A teenager walks through a line of family, friends, teachers and coaches on a soccer field. This police video is a world premiere. With the help of a deepfake video, the Dutch police from Rotterdam are looking for the murderer of Sedar Soares. What's special about the film: the victim herself is looking for the perpetrator.

Attention Deepfake: How artificial intelligence imitates voices in a deceptively real way

Voice cloning was only recently invented, but the technology is already showing impressive results.
It's not just about parodies of celebrities. Friendsurance examines who and how deepfakes help and what danger they pose. Every user already has access to the deepfake software. A deepfake is the deceptively real imitation (faking) of video , audio or photo content . It is the result of manipulation by technology (artificial intelligence, abbreviated as AI). Ian Goodfellow, director of machine learning at Apple's Special Projects Group, coined the term "deepfake" in 2014 when he was a student at Stanford University. The term was created from a combination of the first part of “ Deep Learning ” and the word “ Fake ”.

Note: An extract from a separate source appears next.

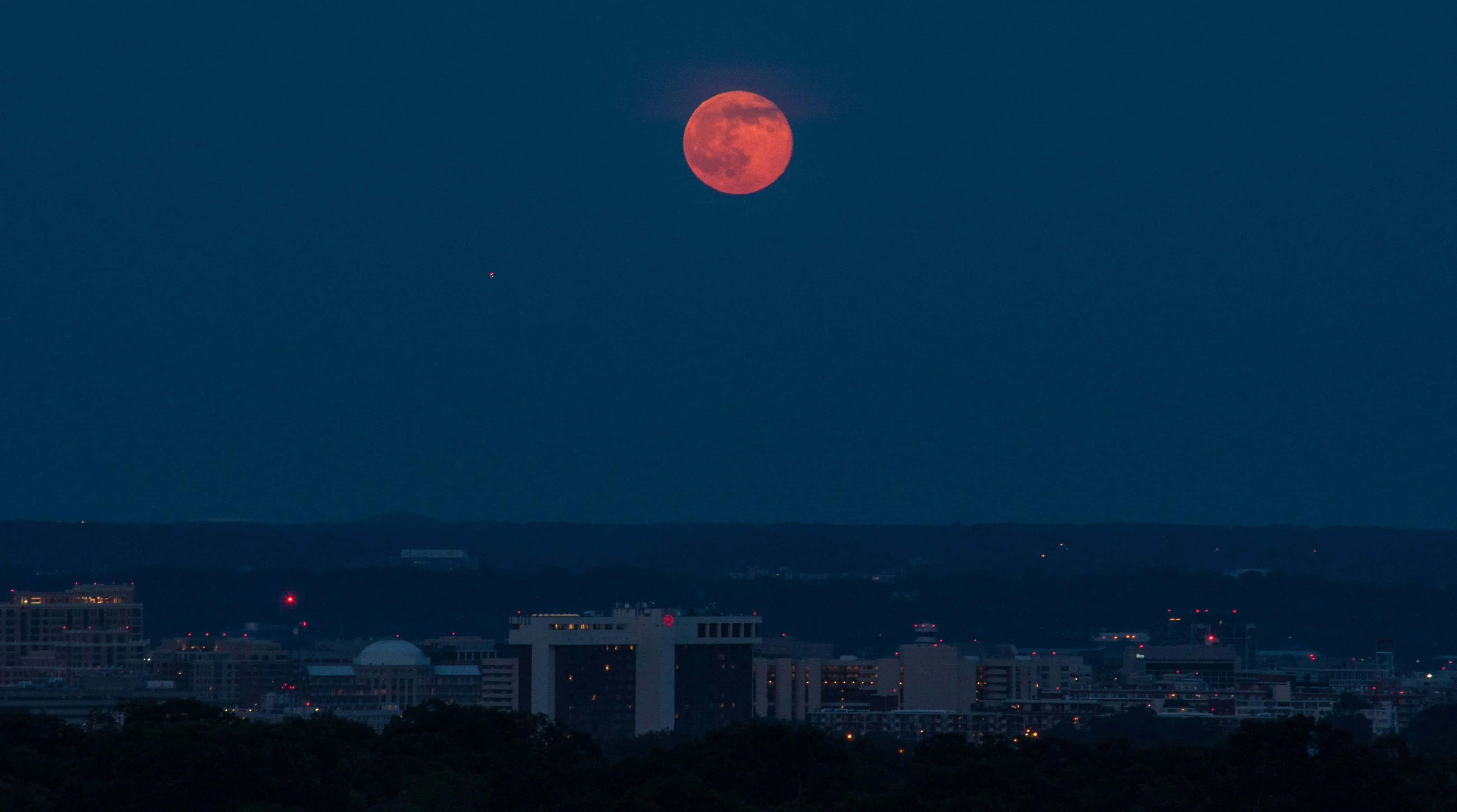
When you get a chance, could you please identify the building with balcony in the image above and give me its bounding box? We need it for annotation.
[0,585,147,685]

Deepfake develops a generative and adversarial algorithm. Like a human, he learns from his own mistakes, as if he were competing with himself. The system “scolds” the algorithm for errors and “rewards” it for correct action until it produces the most accurate fake.

AI technology advances, deepfake creation is becoming increasingly easier. To create a voice clone , all you have to do is record your voice for a certain amount of time without any dropouts or other disruptions. Then the file is sent for processing to a company offering such a service or uploaded to a special program by the speaker himself. Several startups already offer such services: Resemble, Descript, CereVoice Me and others.

A few years ago, realistic deepfakes were created by recording a person's voice, breaking down their speech into individual sounds, and then combining them into new words. Today, neural networks can be trained with a set of speech data of any quality and volume. Thanks to the adversarial principle, a neural network can recognize real human speech faster and more accurately. While it previously required dozens or even hundreds of hours of audio, realistic voices can now be created from just a few minutes of audio. The companies want to market the technology and are already offering it for some applications.

Deepfake commercials, films and dubbing

Veritone launched a service called marvel.ai to create and monetize voice fakes. The technology allows influencers, athletes and actors to license the use of their voices. This means that products (e.g. commercials) can be created using their voices without having to visit the studio. The company uses embedded “ watermarks ” to guarantee that the deepfake cannot be copied and used illegally. The voice deepfakes created by the company can be adjusted in tone or gender, as well as translated into other languages.

Microsoft has been offering its partners a similar service since the beginning of 2021. The Microsoft Azure AI platform can synthesize celebrity voices so that they are indistinguishable from the originals. For example, the US telecommunications company AT&T greets visitors with the voice of Bugs Bunny in an experience store in Dallas. He greets each guest by name and chats with them while they shop. The voice actor recorded 2,000 sentences for Microsoft to voice Bugs Bunny

Podcasts and audio books

Descript's podcast editing software includes overdub technology. This feature allows a podcaster to create an AI clone of their voice so producers can quickly edit episodes. It helps not only to delete unnecessary words, but also to replace them with new ones. To use Descript, all you have to do is “speak” the desired amount of text. The tool is already being used by Pushkin Industries, which has worked with podcasters and audio storytellers such as Malcolm Gladwell (Revisionist History), Michael Lewis (Against the Rules) and Ibram X. Kendi (Be Antiracist).

Threat of deepfakes

Researchers at SAND Lab (University of Chicago) have tested speech synthesis software available on the open source developer platform Github. It turns out they can fool voice assistants Amazon Alexa, WeChat and Microsoft Azure Bot. The SV2TTS program only takes 5 seconds to create a pretty good simulation. The software was able to fool the Microsoft Azure bot about 30% of the time, while WeChat and Amazon Alexa voice assistants were unable to detect the deepfake 63% of the time. Of the participating volunteers, more than half of the 200 respondents could not hear the deepfake.

Researchers see this as a serious threat in the form of fraud and attacks on entire systems. For example, WeChat allows users to log into an account with their voice, and Alexa allows users to make payments using voice commands. Similar stories have happened several times. In 2019, fraudsters used a voice deepfake to defraud an executive at a British energy company. The man was convinced he was receiving a call from his German boss and transferred over US$240,000 to the scammers.

Companies that offer deepfakes as a service do not deny that they can be used maliciously. They offer a service with which lifelike voices can be created virtually. For example, Lyrebird, a company founded in San Francisco, claims to be able to create “the most realistic artificial voices in the world.” And it's all done using Descript's software, which creates a voice clone after uploading a one-minute recording.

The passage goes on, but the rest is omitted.